Extensible Markup Language (XML)
Standard Generalized Markup Language (SGML)

William F. Hammond

Last revision: June 2, 2006

Table of Contents

1  Basic... *
2  Classical HTML is not an XML Language... *
3  The Nature of SGML... *
4  Styling and Translating XML documents... *
5  Example Languages under XML and SGML... *
6  References... *
7  Software Available Locally... *
8  Miscellaneous... *
8.1  XML and Electronic Data Interchange (EDI)... *
8.2  Library Metadata... *
8.3  How This Document Was Prepared... *

1.  Basic

“Standard Generalized Markup Language” (SGML) is a language for defining markup languages. SGML is defined by the International Standards Organization Document ISO 8879 [1986].

The ISO document is not freely available.
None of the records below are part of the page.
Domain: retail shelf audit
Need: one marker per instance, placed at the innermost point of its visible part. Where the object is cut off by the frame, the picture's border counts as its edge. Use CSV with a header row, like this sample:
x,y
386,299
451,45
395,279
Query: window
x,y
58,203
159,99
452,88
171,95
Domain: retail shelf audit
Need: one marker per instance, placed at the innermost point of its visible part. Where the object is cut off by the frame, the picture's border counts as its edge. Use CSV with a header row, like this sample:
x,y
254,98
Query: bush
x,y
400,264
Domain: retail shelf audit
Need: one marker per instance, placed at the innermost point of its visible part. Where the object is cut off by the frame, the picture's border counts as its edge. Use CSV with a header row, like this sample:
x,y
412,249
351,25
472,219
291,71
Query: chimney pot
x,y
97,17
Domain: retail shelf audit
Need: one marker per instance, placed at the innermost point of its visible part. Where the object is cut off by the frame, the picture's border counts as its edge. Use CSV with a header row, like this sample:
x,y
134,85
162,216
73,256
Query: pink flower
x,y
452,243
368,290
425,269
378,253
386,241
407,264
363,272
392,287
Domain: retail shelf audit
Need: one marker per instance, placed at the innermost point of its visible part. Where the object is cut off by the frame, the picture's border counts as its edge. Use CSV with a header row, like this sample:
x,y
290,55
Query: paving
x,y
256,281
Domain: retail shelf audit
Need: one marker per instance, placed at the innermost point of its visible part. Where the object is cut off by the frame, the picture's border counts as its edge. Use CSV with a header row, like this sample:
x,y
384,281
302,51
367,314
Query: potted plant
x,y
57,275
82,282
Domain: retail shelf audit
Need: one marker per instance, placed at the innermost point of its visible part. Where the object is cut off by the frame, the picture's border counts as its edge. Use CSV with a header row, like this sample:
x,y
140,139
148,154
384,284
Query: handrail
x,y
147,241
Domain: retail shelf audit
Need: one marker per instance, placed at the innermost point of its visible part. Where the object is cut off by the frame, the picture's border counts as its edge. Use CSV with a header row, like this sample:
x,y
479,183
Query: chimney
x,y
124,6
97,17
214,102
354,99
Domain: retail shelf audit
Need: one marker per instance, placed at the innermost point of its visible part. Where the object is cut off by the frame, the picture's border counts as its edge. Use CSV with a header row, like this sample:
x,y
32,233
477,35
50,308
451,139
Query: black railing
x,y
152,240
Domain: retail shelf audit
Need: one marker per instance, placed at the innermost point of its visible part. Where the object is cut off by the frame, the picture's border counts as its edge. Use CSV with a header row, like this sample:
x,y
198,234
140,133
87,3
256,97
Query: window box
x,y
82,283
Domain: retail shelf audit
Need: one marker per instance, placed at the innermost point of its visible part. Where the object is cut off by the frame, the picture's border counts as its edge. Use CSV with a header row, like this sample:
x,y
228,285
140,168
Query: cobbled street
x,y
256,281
A copy of it is found in the book:

Charles F. Goldfarb, The SGML Handbook,
Clarendon Press, Oxford, 1990.

“Hypertext Markup Language” (HTML), the basic language of the World Wide Web, is a markup language under SGML.

“Extensible Markup Language” (XML) is a limited form of SGML that is currently under heavy promotion by the World Wide Web Consortium (W3C). It is sometimes perceived as “extended HTML”. XML has been designed to be usable on browsing platforms, while full-fledged SGML is usually more suitable for authoring platforms. In fact, XML has for most purposes become the only form of SGML that is suitable for public sharing. Many SGML languages1 that are realistically suitable for authors admit rapid automatic translation to nearly equivalent XML languages. (Note that an XML language need not contain the HTML tag set nor have any relation to HTML, and HTML is not an XML language although it may be automatically converted to a language under XML.)

2.  Classical HTML is not an XML Language

Classical HTML refers to the markup language behind World Wide Web locations from the beginning of the Web at CERN, Geneva, until very recently. The versions of W3C HTML numbered from 2.0 through 4.01 are all languages under SGML that do not fall within XML.

Three simple reasons why HTML is not an XML language are:

  1. In HTML most paragraphs are marked up using an opentag “<P>” at the beginning of the paragraph without needing a closetag “</P>” at the end, while there must be a closetag for every opentag in XML.

  2. In HTML tag names are not case-sensitive, while in XML tag names are case-sensitive. (A new standard way of converting HTML into an XML language will specify that tag names all be lower case.)

  3. In HTML some attribute values need not be placed inside quotation marks, while in XML all attribute values must be quoted.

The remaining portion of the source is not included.